Audience Dialogue

Software for building a knowledgebase

This is a specification for "Foobase" - software which we commissioned in 2001, but was not finished in a form that we could use easily. However the idea is still good, and there's no other software that does this (that we can find), so there should be a market for it. Thus the specs are on this website in the hope that somebody else will take up the idea and produce the software. The work would probably involve taking the code for an email program, and modifying it to perform the functions described below. If any reader of this page decides to produce the software (whether open source or commercially) please let us know - we're willing to be a test user.

Specification for version 1

This program will enable people (either alone or as a workgroup) to make sense from a lot of small fragments of information. The purpose of the program is to make it easy to assemble fragments of text into a coherent and meaningful structure: a "knowledgebase".

The model

In many ways, the Foobase program will work like an email program. An email database (such as Eudora or Outlook) is made up of a number of email messages. Each message has certain properties: the text of the message, the subject, the sender, the date and time, etc. The messages are divided among a number of top-level folders (such as inbox, outbox, and unsent drafts). Each top-level folder can be divided into a number of other folders, e.g. relating to particular topics.

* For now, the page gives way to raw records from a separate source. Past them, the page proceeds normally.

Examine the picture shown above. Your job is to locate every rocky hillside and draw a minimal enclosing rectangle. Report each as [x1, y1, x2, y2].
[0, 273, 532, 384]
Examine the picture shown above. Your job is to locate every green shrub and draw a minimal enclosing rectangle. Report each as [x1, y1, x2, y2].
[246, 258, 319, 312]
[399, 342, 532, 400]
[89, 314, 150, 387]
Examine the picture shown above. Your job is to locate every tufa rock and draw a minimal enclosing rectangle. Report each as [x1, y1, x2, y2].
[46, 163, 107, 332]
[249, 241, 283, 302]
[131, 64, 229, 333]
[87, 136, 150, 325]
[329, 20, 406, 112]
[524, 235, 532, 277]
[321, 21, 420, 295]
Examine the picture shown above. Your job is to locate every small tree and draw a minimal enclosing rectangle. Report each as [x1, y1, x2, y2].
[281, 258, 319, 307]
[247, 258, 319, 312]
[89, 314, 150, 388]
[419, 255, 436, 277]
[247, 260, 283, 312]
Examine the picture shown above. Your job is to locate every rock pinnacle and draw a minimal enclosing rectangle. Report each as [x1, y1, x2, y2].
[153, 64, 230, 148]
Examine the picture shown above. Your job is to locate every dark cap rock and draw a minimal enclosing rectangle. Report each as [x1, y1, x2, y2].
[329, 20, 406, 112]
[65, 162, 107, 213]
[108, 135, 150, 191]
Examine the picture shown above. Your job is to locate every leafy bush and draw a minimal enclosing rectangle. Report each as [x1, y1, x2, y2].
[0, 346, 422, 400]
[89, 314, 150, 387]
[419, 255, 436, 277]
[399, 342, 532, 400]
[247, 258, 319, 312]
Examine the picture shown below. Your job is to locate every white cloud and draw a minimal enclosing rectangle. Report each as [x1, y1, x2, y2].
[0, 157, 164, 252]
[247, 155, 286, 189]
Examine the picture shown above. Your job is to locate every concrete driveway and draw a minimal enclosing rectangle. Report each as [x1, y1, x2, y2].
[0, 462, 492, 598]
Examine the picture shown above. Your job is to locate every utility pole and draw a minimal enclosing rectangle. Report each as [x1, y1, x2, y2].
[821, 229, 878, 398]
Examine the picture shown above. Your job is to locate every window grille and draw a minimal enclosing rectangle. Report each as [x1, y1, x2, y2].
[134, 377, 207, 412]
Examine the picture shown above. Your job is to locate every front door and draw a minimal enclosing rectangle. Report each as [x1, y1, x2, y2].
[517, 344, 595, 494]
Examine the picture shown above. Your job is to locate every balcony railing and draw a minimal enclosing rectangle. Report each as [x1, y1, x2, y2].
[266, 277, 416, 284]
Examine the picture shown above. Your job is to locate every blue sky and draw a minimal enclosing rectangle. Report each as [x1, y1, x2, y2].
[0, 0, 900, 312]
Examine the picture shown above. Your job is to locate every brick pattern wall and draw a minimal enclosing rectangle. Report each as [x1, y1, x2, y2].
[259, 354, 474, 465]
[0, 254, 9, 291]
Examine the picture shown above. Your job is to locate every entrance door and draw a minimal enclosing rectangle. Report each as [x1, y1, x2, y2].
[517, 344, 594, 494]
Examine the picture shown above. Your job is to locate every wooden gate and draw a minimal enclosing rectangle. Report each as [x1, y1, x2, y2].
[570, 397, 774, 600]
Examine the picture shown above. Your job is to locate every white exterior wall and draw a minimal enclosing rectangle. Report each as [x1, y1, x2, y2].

Now imagine an email program that doesn't actually send or receive messages. All that's left is the database, as described above. Instead of an email message, there's what we call an "observation" - this might be one person's responses to a questionnaire, one person's comments after attending a seminar, a book review, an abstract of a paper, a news item, or an idea jotted down in the middle of the night.

Just as an email message has a subject, a sender, and a date and time, an observation has a subject, a source, and a date and time. Just as similar emails can be moved to a folder on that topic, so can similar observations. Just as email folders are divided into larger groupings (e.g. inbox and outbox), so are observations - except that the larger groupings are based on meaning.

Just as emails can have attachments and web links, so will Foobase.

After this point, Foobase and email software are different. Foobase won't receive or send messages, but it will have other features, giving it the ability to quickly and accurately classify the observations into groups.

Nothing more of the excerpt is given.